The approximately 80 protesters that reconvened on Saturday were predictably triumphant about having forced administrators to capitulate. Chanting "Ha! Ha! You’re Outside \ We Don’t Want Your Racist Lies," demonstrators held up signs which read, ACCESS DENIED, WE WIN: RACISTS NOT ALLOWED AT COLUMBIA, and THERE’S NO PLACE AT THE TABLE FOR HATE. Twenty minutes into Dinesh D’Souza’s address, the protesters began to shout him down. The predominantly white mob of Ivy Leaguers, mimicking their abuse of Connerly the previous night, effectively silenced the lecture with shouts of "racist" and "bigot" hurled at the Indian immigrant. "We got [D’Souza] into Morningside Park, which Columbia doesn’t pay attention to anyway," proclaimed activist Adrienne Brown, who took pride in preventing the author of Illiberal Education from speaking. "This is an alcove where homeless people sleep and piss." Franklin Amoo added, "I’ll do whatever needs to be done [to stop the conference], in order to make sure they know their sentiments are not shared."

One Columbia undergraduate who registered for the conference but did not come explained, "I did not attend the conference for a number of reasons, the most important being that I did not feel it would be good for my academic future and safety." Another student expressed outrage at the actions of his school and remarked that he wanted to write to the school paper, but was "afraid" to because his "sister has just applied to Barnard College and I do not want that type of attention."

Who had the student activists and their supporters in the administration silenced? Were they militia members or KKKers? No.
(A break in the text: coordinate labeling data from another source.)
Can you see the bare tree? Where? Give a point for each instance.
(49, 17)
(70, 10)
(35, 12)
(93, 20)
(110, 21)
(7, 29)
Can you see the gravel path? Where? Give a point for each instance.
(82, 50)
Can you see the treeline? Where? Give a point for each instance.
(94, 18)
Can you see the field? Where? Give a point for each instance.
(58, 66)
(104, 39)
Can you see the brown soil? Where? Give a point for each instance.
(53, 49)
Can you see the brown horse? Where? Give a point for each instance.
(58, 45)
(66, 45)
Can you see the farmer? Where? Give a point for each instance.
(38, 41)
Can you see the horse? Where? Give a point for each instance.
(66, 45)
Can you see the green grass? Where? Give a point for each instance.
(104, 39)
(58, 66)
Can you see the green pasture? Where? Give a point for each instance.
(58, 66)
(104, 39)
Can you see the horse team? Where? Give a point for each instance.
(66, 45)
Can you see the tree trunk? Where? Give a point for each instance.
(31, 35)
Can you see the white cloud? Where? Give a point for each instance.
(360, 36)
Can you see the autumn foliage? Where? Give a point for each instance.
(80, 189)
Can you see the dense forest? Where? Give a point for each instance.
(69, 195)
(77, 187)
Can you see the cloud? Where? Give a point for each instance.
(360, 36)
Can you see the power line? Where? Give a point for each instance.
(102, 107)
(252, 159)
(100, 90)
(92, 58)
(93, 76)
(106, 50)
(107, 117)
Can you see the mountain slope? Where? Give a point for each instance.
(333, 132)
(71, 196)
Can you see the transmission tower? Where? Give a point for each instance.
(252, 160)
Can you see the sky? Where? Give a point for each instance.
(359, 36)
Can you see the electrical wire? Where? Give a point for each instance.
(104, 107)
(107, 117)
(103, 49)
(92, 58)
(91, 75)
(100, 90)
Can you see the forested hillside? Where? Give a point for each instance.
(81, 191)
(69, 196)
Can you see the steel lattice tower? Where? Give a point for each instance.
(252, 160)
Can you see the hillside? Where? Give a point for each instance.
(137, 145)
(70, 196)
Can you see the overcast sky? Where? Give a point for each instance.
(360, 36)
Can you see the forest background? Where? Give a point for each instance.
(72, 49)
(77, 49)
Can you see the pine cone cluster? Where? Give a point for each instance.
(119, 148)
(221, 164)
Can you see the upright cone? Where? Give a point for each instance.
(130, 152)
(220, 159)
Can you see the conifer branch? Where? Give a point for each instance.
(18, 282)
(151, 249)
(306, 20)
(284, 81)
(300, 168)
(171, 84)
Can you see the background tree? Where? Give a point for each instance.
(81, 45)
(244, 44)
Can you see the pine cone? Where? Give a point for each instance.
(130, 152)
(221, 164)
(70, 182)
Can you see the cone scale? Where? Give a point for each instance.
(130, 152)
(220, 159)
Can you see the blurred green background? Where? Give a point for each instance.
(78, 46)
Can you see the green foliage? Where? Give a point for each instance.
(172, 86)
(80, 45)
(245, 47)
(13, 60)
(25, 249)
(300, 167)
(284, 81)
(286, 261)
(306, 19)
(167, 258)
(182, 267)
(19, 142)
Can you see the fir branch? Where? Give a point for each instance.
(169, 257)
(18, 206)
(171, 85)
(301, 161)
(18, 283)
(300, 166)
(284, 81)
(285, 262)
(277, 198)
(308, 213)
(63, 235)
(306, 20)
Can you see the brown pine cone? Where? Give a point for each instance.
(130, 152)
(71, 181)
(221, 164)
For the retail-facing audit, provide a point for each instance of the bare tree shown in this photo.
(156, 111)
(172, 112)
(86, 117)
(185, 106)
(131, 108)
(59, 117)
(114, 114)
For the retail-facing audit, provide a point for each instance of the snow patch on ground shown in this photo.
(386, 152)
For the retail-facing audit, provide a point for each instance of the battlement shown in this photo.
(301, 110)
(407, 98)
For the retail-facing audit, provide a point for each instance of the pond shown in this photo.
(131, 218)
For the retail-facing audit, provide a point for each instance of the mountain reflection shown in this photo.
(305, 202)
One is a best-selling author; two are trustees at the largest public university systems in America; another is a former writer for Time magazine and the New York Times who currently calls U.S. News and World Report home; yet another is a professor of geology at Brooklyn College and a research affiliate at Yale.

What the university demonstrated was that Columbia’s support for diversity, like its commitment to tolerance and sensitivity, is a fraud. The following week, a student named Jesse Sanford had a column in the Columbia Spectator condemning the notion that "driving the conservatives off campus violated their freedom of speech," a position that he labeled "a dark, dangerous point of view" especially because "the right wing is growing more powerful on a daily basis." It doesn’t take an Ivy League administrator to figure out where this student got his ideas.

A pamphlet handed out to new students purports that "Columbia University prides itself on being a community committed to free and open discourse and to tolerance of differing views." The course catalog testifies that the school aspires to be a "community of discourse." While this umbrella of tolerance applies to such courses as "Pirates, Boys, and Capitalism" or "Gender and Deviance," it doesn’t cover points of view that dissent from the smothering orthodoxy that covers Columbia like an invisible fog.

Daniel J. Flynn is editor of Campus Report and executive director of Accuracy In Academia.